On the one hand, this proposal illustrates the practical needs of cantonal authorities in particular, but not only, which, like other organizations, are under pressure to push ahead with digitalization. On the other hand, it is, as far as can be seen, the first attempt to address the existing concerns, requirements and, above all, uncertainties by legislative means.
The authors of the proposal, the Directorate of Home Affairs and Justice, are obviously aware that this proposal is bold, as it has only been presented as a variant. The wording of the proposal also seems rather defensive, and the reference to the locational advantage is not very convincing as long as Zurich authorities cannot relocate their activities to Bern. Ultimately, the proposal postulates the normative power of the factual – not an argument from a legal perspective, but certainly from a legal policy perspective, as long as the practical necessities are sufficiently proven. The law does not operate in a vacuum, and the focus on data security is certainly expedient because it includes the prevention of unlawful access.

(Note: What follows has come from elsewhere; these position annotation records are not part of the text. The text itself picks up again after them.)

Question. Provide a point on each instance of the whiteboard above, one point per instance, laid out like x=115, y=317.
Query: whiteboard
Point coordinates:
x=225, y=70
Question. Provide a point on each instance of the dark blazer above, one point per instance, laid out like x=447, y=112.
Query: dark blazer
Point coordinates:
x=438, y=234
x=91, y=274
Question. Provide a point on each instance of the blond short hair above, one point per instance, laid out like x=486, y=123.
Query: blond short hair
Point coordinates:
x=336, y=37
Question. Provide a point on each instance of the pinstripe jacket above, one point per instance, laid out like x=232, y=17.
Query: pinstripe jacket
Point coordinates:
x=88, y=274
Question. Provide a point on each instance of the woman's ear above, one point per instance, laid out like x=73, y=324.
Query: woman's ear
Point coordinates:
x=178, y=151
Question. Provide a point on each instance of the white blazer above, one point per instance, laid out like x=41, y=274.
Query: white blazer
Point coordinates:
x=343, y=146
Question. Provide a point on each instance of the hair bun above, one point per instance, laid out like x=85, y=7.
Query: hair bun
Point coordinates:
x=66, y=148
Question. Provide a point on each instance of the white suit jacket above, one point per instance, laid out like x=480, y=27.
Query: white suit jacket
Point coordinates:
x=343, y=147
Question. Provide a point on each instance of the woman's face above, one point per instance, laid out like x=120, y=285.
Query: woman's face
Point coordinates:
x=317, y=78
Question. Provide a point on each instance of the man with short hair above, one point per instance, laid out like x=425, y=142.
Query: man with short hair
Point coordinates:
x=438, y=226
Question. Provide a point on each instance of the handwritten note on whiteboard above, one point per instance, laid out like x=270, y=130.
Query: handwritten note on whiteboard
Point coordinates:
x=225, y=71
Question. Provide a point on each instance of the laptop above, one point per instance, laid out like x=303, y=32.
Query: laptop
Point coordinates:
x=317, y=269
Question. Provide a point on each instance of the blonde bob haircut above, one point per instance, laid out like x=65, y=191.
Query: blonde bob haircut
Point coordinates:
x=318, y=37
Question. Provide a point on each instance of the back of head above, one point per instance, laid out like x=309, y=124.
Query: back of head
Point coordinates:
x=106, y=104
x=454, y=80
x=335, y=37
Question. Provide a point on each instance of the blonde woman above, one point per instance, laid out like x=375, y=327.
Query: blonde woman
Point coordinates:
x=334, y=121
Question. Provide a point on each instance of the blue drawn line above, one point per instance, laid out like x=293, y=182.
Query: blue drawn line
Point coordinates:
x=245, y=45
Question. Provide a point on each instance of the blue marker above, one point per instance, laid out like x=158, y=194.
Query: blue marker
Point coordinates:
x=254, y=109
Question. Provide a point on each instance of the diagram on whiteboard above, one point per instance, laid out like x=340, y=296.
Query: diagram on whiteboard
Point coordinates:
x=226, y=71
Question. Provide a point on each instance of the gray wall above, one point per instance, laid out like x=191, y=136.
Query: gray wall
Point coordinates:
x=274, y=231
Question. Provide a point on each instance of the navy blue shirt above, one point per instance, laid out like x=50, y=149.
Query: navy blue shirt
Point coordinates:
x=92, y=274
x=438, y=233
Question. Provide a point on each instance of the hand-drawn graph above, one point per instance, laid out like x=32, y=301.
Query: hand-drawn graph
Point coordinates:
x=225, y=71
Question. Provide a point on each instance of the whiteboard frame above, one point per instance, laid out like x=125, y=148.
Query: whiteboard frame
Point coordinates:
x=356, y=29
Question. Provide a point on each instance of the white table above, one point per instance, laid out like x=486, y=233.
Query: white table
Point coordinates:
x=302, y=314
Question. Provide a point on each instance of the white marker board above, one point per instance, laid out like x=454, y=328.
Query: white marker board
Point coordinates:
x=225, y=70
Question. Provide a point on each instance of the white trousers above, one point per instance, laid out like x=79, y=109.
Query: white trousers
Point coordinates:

However, the proposal does not answer the The question of what level of data security against access by the authorities is indicated. Seen in this light, the variant merely shifts the focus of the issue from abroad to data security. This in itself does not solve any problems, but the discussion will perhaps, hopefully, become less tense.
The head of the Bernese data protection authority (Data Protection Authority, DSA), Ueli Buri, has been very critical of this. The variant violates constitutional and international lawlike him the Confederation quotes. However, this must be contradicted at least if the risk of access by the authorities must be reduced to an appropriate level by means of suitable security measures.
It should be noted that the idea of allowing disclosure abroad in the context of order processing without further requirements is not new. Bruno Baeriswyl, the then head of the Zurich data protection authority, had taken this view in the previous edition of the Stämpfli Handkommentar zum DSG (Art. 10a) because there was no disclosure in this case:
43 In doctrine and practice, it is argued that in the case of outsourcing abroad, Art. 6 FADP regarding the cross-border disclosure of data also applies. This view must be contradicted, as it is the outsourcing is not a data disclosure in the sense of data protection law […]. Full responsibility lies with the data processor who outsources the data processing; it is not (partially) transferred to the data recipient as in the case of data disclosure.